Step-by-Step MarkLogic Processor Guide
Initial Setup for Guide
See the Getting Started page for instructions on setting your environment up for this tutorial.
Review MarkLogic Database State
In order to view the status of the MarkLogic database, we’ll be using the MarkLogic QConsole. You can read more about the tool in the Query Console User Guide.
Go to the MarkLogic QConsole at http://localhost:8000/qconsole and run the following script.
'use strict';
let collection = 'iot-data';
let collectionQuery = cts.collectionQuery(collection);
[
`${collection} count ${cts.estimate(collectionQuery)}`,
'Sample of data',
fn.subsequence(cts.search(collectionQuery), 1, 3)
];
You should see output similar to the following.
["iot-data count 0", "Sample of data", null]
IoT Example Dataset
For this step-by-step guide we’ll be using compressed aggregate JSON data. The data is a mock-up of IoT power data from different devices. The data can be downloaded here.
Go to the NiFi interface at http://localhost:8080/nifi.
Setup MarkLogicDatabaseClientService
In the NiFi UI, click the cog in the lower left of the screen to configure the NiFi flow. In the new modal select the CONTROLLER SERVICES
tab. Click the +
button on the right and filter for the type DefaultMarkLogicDatabaseClientService
and double-click the Controller Service Type in the table results.
Now click on the cog next to our new Controller Service and go to the PROPERTIES
tab. Now ensure MarkLogic credentials are added and the other properties are set to their expected values.
Click the APPLY
button and then select the lightning bolt next to the Controller Service to enable it.
MarkLogic Put Processor
First, we’ll step through using the PutMarkLogic
processor.
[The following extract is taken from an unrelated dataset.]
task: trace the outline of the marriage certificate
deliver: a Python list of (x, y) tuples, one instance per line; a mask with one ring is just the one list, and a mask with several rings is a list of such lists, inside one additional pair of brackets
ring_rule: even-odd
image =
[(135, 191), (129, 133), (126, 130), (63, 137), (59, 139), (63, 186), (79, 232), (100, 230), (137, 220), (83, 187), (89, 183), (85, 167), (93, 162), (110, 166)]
The following are detailed steps. If you’d like to skip through the detailed setup, you can import the NiFi template and fill in the key following key information:
- Folder location of the
IOT-Data.json.zip
in the ListFile configuration - MarkLogic credentials to the DatabaseClient Service associated with the PutMarkLogic Processor
Add ListFile Processor
Drag the Processor icon next the NiFi logo into the template grid. Filter for the ListFile
Processor click the ADD
button.
With the ListFile
Processor on your grid, right-click the processor select Configure from the menu. On the PROPERTIES
tab, set the Input Directory property the directory where IOT-Data.json.zip
lives. If other files are in the same directory, you’ll also want to set the File Filter to the filename IOT-Data.json.zip
to ensure additional files aren’t processed.
Add FetchFile Processor
Add the FetchFile
processor to the grid and go to the processors configure screen. On the SETTINGS
tab, select the check boxes to automatically terminate the failure
, not.found
and permission.denied
relationships. Apply those changes.
Click and hold the ListFile
processor and drag an arrow to the FetchFile
processor. A modal will appear with details of the new relationship you are creating. Click the ADD
button.
Add UnpackContent Processor
Add the UnpackContent
Processor to the grid. Configure the processor so that the failure
and original
relationships are automatically terminated and set the Packaging Format
property to zip
.
Add a success
relationship from the FetchFile
processor to the UnpackContent
processor.
Add SplitText Processor
Add the SplitText
Processor to the grid. Configure the processor so that the failure
and original
relationships are automatically terminated and set the Line Split Count
property to 1
.
Add a success
relationship from the UnpackContent
processor to the SplitText
processor.
Add PutMarkLogic Processor
Add the PutMarkLogic
Processor to the grid. Configure the processor so that the failure
and success
relationships are automatically terminated.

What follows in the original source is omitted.